Le sentiment est vraiment particulier et indescriptible.
Certains ont marché sur la Lune, moi j’ai marché sur Stanoze, et ce grâce à ma famille et tout ce qu’ils ont accompli pour que j’ai la chance d’avoir cette vie.
Merci.
Super émouvant ton article et très heureux pour toi que tu es pu te rendre sur la terre de tes ancêtres…surtout que ça ne semblait pas gagner d’avance.
Nous sommes tous les deux très fier de toi…et je penses que nous ne sommes pas les seuls !
Biz
Isa et Romain
Beaucoup d’émotions… Merci, de les partager avec nous !
Très émouvant. BRAVO pour avoir eu le cran d’être allé fouler le sol de nos ancêtres. J’espère que tu n’y as pas vu de fantômes …
mince, d’être aller
Même devant tes réflexions et les photos, j’ai eu ce sentiment étrange et indescriptible
Merci en tout cas d’avoir recréé ce lien avec notre histoire…
STANOZE EN SURSIS
Y’avait un ptit bled, là-bas en Turquie,
Où turcs et arméniens vivaient en harmonie,
Dpuis longtemps, mais pas dpuis l’éternité
C’tait pas un conte de fée, c’tait la réalité.

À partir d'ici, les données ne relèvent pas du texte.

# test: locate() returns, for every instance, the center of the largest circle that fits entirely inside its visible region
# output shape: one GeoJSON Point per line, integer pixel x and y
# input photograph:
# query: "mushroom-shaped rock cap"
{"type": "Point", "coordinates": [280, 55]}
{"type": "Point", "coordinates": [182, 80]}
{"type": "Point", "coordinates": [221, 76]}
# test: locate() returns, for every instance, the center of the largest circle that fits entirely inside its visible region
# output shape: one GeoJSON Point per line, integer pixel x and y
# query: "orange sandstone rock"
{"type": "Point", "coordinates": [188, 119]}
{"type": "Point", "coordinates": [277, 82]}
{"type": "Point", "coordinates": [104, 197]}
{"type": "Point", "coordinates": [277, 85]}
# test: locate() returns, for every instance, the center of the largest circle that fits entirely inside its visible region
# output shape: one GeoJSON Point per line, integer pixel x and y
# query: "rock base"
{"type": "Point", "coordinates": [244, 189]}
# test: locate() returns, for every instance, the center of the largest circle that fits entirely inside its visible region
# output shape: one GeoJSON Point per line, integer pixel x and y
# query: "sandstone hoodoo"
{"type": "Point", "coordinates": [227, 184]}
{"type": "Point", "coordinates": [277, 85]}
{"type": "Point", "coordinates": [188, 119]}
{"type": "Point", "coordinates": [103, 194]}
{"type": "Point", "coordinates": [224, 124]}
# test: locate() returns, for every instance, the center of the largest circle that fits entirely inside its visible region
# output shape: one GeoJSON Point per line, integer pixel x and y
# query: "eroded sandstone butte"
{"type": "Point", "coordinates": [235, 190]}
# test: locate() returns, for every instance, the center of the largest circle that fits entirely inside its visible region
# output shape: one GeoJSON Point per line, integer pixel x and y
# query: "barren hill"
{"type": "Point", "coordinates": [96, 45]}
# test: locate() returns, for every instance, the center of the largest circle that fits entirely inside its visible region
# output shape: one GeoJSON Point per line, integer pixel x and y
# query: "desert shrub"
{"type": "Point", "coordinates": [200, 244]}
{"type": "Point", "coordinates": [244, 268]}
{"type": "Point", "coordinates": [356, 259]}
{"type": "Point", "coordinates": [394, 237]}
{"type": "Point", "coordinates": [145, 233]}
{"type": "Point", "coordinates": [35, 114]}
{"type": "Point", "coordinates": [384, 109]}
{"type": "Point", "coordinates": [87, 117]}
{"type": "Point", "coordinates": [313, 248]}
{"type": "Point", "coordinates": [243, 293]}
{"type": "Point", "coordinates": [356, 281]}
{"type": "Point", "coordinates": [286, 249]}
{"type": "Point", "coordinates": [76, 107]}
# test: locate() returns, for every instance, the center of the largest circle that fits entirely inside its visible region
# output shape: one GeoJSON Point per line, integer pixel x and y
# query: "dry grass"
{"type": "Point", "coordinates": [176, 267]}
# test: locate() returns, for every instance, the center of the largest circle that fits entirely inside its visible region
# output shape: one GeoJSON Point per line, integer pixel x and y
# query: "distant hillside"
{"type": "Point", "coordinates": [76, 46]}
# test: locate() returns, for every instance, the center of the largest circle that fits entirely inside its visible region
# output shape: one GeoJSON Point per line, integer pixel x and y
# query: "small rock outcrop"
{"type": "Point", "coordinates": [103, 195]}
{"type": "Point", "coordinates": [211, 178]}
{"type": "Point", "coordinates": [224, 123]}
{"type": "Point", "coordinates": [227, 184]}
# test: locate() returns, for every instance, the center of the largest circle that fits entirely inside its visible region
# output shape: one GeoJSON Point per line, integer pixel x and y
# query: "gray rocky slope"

Et puis un jour les ordres sont venus
Des arméniens, guiavours, on n’en veut plus
Certains turcs les ont cachés, et d’autres dénoncés
Les massacres ont démarré, continué, continué, continué …
Le sang a coulé, les hommes torturés devant les femmes violées
La haine, la peur, et les marches forcées
Dans le désert de Der-es-Zor jusqu’à l’épuisement
Le massacre des arméniens, quel boniment !
Pendant 3 ans, la tragédie a continué
Cachés, traqués, la fuite a été rude,
« Sans retour possible », les papiers estampillés
L’exil, la France, ce fut le début de la quiétude.
Et là-bas, Stanoze mutilée
Peu à peu a sombré dans l’oubli
Son nom est aujourd’hui effacé,
Mais Stanoze vit dans mes pensées.
Bonjour Noëlle,
Ce texte est très poignant, on ressent très bien l’atrocité et la douleur de cette triste réalité.
J’ai l’espoir qu’un jour cette réalité soit assumée et enseignée
Merci encore d’avoir fait partagé cet écrit.
Sébastien
Bonjour à Georges également
Commentaire du 14 novembre, à 18h26 : pardon, j’étais émue ; la bonne orthographe est celle du commentaire posté à 18h25
beaucoup d’émotions dans ce billet, il n’est pas besoin d’en rajouter, espérons que cette tragédie soit enfin reconnue un jour par tous, si le devoir de mémoire a encore un sens (ce qui n’est pas évident chez certains « dirigeants »…). Bravo pour ce que vous faites et bon courage à vous deux.
Guytounetbreizh
Il est loin ce village mais si présent dans les cœurs, Tous ceux qui ont vécu dans ce lieu , là ils sont maintenant, doivent être heureux de voir deux hommes leur redonner un peu d’humanité. Bonne route à tous les deux.
Une amie de Noëlle.
QUELLE EMOTION…
MERCI Raffi de faire partager cette aventure à la recherche de notre passé qui s’inscrit pourtant tellement dans le présent malgré la rupture.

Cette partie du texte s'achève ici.